Thursday, January 24, 2019

No Drive-Through for Eiland

The Richardson City Council rejected an application from Eiland Coffee Roasters for a location off US 75 in Richardson.


As I understand it, the Council wanted to stick to the regulations of the Planned Development for the area. Approving Eiland's application would have meant making an exception to allow a drive-through, which the next door restaurant park was not allowed. It would have meant relaxing the parking requirements vs floor area ratio, compared to what the next door restaurant park was required to meet. The Council was not against Eiland. It was not against a coffee shop. It was trying to hold the line on the planned development that everyone worked so hard on a few years ago. Eiland was not rejected. Its plan was. Eiland is free to rework its plan and come back with something that will work better for the neighborhood.

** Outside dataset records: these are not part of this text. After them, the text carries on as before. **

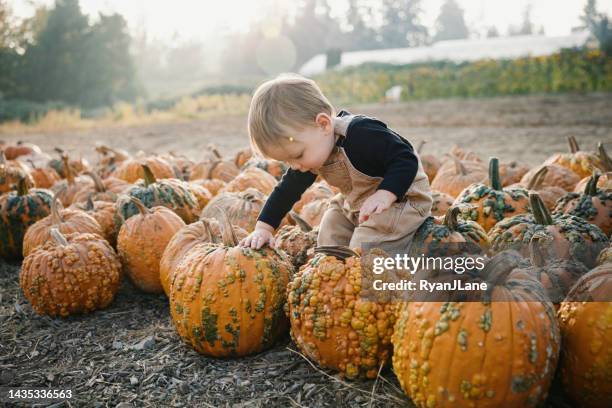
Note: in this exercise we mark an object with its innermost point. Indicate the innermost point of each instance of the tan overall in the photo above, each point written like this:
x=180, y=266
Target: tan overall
x=395, y=225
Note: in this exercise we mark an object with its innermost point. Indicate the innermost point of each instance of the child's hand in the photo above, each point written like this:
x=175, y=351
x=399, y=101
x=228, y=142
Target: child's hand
x=375, y=204
x=262, y=235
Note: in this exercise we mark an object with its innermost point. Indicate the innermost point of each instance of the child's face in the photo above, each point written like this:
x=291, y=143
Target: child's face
x=310, y=147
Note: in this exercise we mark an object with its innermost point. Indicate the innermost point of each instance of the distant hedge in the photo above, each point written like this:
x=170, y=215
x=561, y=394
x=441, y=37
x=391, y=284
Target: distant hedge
x=571, y=70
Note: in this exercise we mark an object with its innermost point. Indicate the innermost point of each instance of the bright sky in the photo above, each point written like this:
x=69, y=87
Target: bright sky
x=199, y=19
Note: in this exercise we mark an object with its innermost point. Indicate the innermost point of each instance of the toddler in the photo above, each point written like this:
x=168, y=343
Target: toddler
x=384, y=192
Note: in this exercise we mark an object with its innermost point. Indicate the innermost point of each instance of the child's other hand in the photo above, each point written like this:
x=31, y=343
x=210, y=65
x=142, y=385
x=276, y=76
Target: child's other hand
x=261, y=236
x=375, y=204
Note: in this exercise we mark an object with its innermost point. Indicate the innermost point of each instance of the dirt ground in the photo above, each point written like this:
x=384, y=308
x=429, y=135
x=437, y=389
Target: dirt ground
x=527, y=129
x=130, y=355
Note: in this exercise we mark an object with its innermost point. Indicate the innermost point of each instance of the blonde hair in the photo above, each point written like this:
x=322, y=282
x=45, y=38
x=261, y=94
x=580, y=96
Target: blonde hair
x=288, y=102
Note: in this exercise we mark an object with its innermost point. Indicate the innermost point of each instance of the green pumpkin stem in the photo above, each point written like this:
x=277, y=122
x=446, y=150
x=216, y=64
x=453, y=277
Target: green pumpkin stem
x=304, y=226
x=538, y=178
x=58, y=237
x=149, y=177
x=591, y=187
x=606, y=161
x=338, y=251
x=494, y=174
x=540, y=212
x=535, y=250
x=142, y=209
x=573, y=144
x=227, y=230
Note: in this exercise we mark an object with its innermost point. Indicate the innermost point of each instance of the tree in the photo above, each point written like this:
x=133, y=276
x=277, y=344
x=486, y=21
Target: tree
x=450, y=24
x=401, y=26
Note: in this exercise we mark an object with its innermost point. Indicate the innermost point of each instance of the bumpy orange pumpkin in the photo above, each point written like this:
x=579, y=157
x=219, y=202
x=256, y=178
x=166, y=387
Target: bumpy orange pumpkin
x=556, y=175
x=593, y=205
x=75, y=273
x=204, y=231
x=491, y=202
x=19, y=210
x=131, y=170
x=331, y=323
x=580, y=162
x=141, y=242
x=585, y=318
x=242, y=208
x=453, y=179
x=227, y=301
x=498, y=351
x=252, y=177
x=66, y=221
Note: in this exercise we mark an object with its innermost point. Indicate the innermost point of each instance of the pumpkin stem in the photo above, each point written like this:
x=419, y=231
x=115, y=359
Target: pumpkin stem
x=149, y=177
x=494, y=174
x=67, y=169
x=573, y=144
x=535, y=249
x=227, y=231
x=338, y=251
x=97, y=182
x=56, y=217
x=420, y=147
x=304, y=226
x=540, y=212
x=591, y=187
x=606, y=161
x=140, y=206
x=459, y=167
x=22, y=187
x=538, y=178
x=58, y=237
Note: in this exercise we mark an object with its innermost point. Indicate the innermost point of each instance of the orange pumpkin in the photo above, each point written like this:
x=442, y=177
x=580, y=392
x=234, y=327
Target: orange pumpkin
x=585, y=318
x=65, y=220
x=204, y=231
x=499, y=350
x=242, y=208
x=141, y=242
x=227, y=301
x=453, y=179
x=492, y=203
x=75, y=273
x=331, y=323
x=252, y=177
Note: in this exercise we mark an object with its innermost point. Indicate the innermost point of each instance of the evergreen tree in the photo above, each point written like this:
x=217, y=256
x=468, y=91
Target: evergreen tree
x=450, y=24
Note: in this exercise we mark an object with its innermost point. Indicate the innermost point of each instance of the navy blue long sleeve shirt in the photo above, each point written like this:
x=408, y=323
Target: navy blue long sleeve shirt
x=371, y=147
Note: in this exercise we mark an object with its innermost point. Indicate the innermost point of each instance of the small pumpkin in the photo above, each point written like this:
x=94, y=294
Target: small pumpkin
x=441, y=203
x=216, y=168
x=131, y=170
x=170, y=193
x=296, y=240
x=580, y=162
x=227, y=301
x=499, y=350
x=141, y=242
x=449, y=235
x=18, y=211
x=557, y=176
x=585, y=318
x=65, y=220
x=593, y=205
x=572, y=237
x=492, y=203
x=252, y=177
x=331, y=323
x=242, y=208
x=453, y=179
x=204, y=231
x=70, y=274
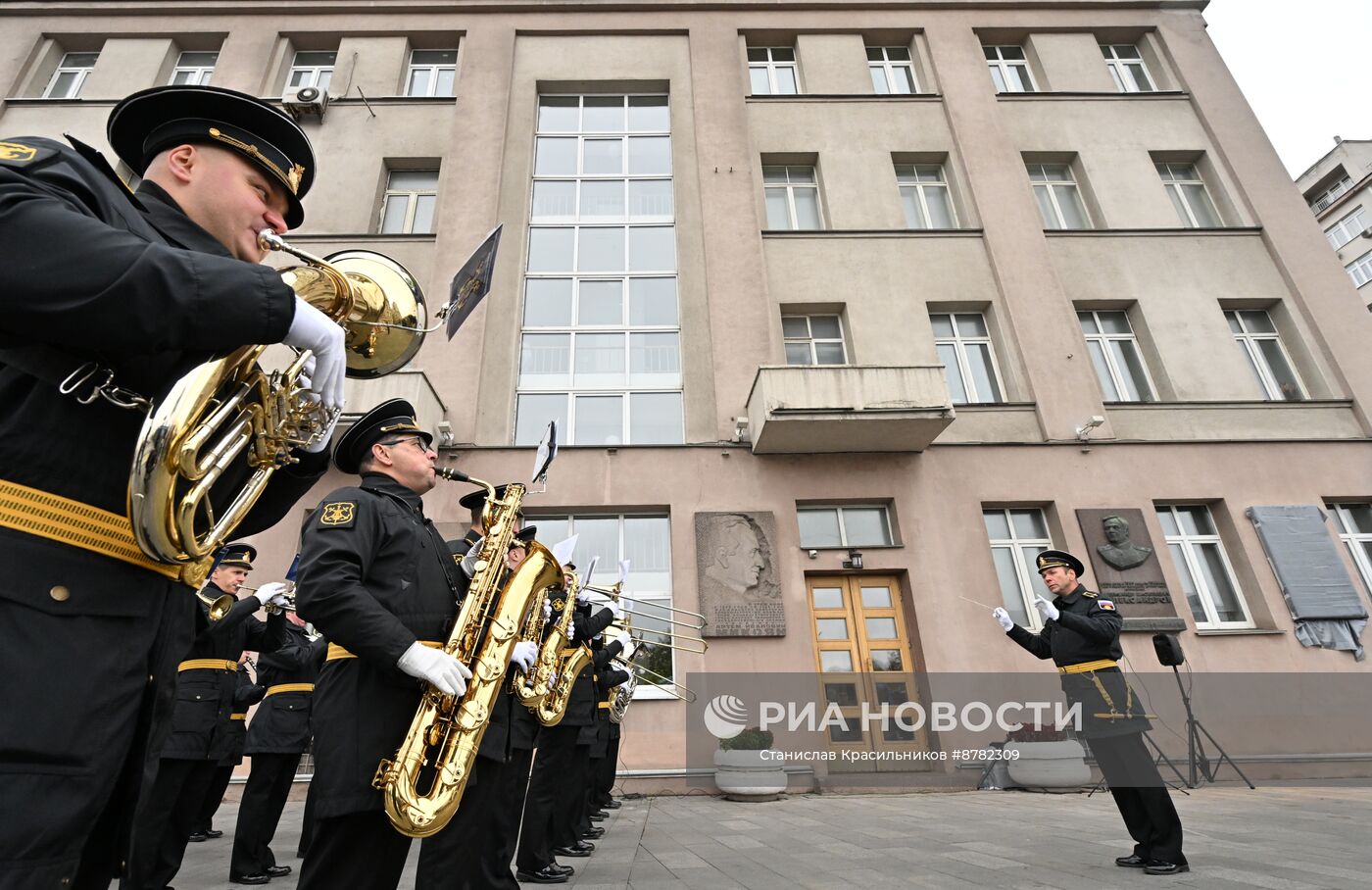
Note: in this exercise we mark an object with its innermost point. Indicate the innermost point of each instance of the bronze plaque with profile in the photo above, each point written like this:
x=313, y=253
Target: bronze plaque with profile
x=1125, y=569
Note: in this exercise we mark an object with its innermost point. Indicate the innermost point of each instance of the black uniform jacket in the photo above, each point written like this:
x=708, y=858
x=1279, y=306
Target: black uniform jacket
x=132, y=282
x=1087, y=631
x=374, y=576
x=201, y=725
x=281, y=723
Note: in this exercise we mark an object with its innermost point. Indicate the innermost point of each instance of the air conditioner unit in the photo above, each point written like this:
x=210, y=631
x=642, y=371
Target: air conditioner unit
x=305, y=100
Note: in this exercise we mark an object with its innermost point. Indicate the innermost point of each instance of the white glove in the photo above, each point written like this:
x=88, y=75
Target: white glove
x=524, y=655
x=273, y=594
x=312, y=329
x=435, y=666
x=1046, y=609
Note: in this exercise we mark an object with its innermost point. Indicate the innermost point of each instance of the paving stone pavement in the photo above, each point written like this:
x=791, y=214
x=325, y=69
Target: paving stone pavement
x=1276, y=838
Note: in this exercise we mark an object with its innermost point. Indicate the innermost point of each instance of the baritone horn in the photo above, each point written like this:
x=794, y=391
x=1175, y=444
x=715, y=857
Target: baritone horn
x=230, y=408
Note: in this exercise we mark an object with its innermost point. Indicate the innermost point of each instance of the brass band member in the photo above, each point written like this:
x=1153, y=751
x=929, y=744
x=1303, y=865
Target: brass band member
x=136, y=289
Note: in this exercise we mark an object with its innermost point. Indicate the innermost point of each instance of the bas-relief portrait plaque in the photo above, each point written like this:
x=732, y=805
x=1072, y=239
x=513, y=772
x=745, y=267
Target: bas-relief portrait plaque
x=736, y=564
x=1125, y=568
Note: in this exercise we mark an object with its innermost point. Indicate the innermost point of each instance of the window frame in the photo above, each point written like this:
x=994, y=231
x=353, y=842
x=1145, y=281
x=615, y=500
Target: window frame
x=1207, y=597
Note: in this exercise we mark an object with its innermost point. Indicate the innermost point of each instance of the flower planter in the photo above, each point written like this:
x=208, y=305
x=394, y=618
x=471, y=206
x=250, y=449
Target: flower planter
x=750, y=775
x=1049, y=764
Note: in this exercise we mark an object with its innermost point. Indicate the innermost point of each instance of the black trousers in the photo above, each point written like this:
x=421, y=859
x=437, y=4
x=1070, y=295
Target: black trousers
x=172, y=810
x=359, y=851
x=1142, y=797
x=556, y=768
x=81, y=734
x=476, y=848
x=264, y=798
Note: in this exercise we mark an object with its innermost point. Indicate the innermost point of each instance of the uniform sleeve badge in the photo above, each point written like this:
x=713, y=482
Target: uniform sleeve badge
x=339, y=513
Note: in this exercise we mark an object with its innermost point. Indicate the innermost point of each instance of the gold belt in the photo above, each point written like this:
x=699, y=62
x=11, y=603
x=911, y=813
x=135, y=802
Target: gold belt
x=1086, y=667
x=338, y=652
x=59, y=519
x=290, y=687
x=208, y=664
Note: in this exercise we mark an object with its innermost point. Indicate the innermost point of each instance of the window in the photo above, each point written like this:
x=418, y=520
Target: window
x=771, y=71
x=312, y=69
x=792, y=195
x=1203, y=568
x=892, y=71
x=963, y=346
x=71, y=75
x=1127, y=68
x=1115, y=356
x=601, y=336
x=923, y=191
x=1017, y=536
x=813, y=339
x=194, y=68
x=1347, y=229
x=1059, y=202
x=647, y=542
x=1189, y=196
x=1327, y=196
x=432, y=73
x=864, y=525
x=1261, y=346
x=411, y=196
x=1354, y=524
x=1008, y=69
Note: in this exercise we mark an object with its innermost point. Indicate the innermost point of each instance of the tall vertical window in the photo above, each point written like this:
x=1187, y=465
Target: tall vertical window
x=1017, y=538
x=1008, y=69
x=923, y=192
x=1354, y=524
x=1059, y=200
x=1115, y=356
x=792, y=195
x=1186, y=188
x=411, y=196
x=432, y=73
x=1266, y=358
x=194, y=69
x=647, y=542
x=71, y=75
x=601, y=339
x=312, y=69
x=963, y=346
x=813, y=339
x=892, y=71
x=771, y=71
x=1127, y=68
x=1203, y=567
x=1347, y=229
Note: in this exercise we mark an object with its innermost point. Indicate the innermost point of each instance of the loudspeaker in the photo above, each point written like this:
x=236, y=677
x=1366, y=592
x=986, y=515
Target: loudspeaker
x=1168, y=649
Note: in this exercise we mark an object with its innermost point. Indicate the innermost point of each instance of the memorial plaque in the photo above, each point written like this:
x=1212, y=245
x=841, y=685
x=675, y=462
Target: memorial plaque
x=1125, y=569
x=736, y=564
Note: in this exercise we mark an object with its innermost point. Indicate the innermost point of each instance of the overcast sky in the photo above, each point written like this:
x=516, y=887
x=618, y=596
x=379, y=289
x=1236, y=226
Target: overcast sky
x=1305, y=68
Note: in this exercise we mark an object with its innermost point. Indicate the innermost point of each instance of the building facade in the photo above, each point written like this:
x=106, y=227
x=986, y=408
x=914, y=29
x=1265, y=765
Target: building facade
x=846, y=310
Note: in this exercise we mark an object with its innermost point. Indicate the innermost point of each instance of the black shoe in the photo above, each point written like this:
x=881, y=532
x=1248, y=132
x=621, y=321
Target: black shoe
x=542, y=875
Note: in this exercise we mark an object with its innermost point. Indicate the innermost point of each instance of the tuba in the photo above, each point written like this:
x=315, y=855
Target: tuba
x=446, y=731
x=229, y=408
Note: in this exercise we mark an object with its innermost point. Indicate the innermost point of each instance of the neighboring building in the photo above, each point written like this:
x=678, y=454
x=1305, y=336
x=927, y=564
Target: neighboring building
x=1338, y=188
x=863, y=274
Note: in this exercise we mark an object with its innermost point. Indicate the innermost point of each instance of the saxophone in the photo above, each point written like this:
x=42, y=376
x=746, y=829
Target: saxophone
x=446, y=730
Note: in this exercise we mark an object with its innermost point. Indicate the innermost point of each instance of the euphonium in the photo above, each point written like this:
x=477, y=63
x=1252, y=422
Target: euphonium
x=229, y=406
x=446, y=730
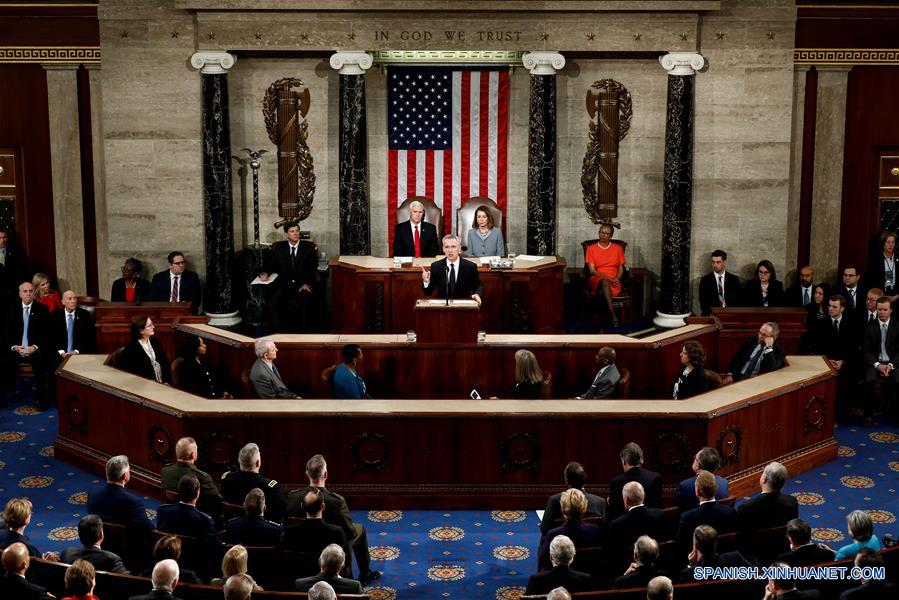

If you follow me, you know that I was opposed to the PD exceptions granted to the restaurant park, too. If you want nice things, you have to be willing to show a backbone. In an unusual vote, the City Council showed a backbone.

2 comments:

Jason Lemons said...

I agree about the importance of showing backbone. It’s easy to bag on the developer for opposing Mr. Eiland’s current plan, but I credit Mr. Hermansen for negotiating in good faith with city staff and neighborhood leaders in 2014 to modify his plans in a way that better conformed to the standards set by the West Spring Valley Corridor PD. Granting an exception here sends a message to our current partners and other developers that the city is not consistent in these matters and will jettison a PD at the first opportunity, even one that came up through the grassroots and has enjoyed widespread support from Heights residents. Developers seek consistency; they’d rather work with a plan or no plan at all. Approaching these issues piecemeal will ultimately render the Spring Valley redevelopment strategy meaningless. I hope Mr. Eiland comes back to the table to work with the city and adjacent neighborhoods to come up with a plan that works for everyone, but I don't want to see that come at the expense of the PD.

Mark Steger said...

Update 2.5 years later: My takeaway at the time was that if Restaurant Park couldn't get a drive-through, then neither could Eiland. Apparently some on the council were sending a different message, that Restaurant Park should come back with a request for a drive-through, too, and then council could give them both drive-throughs.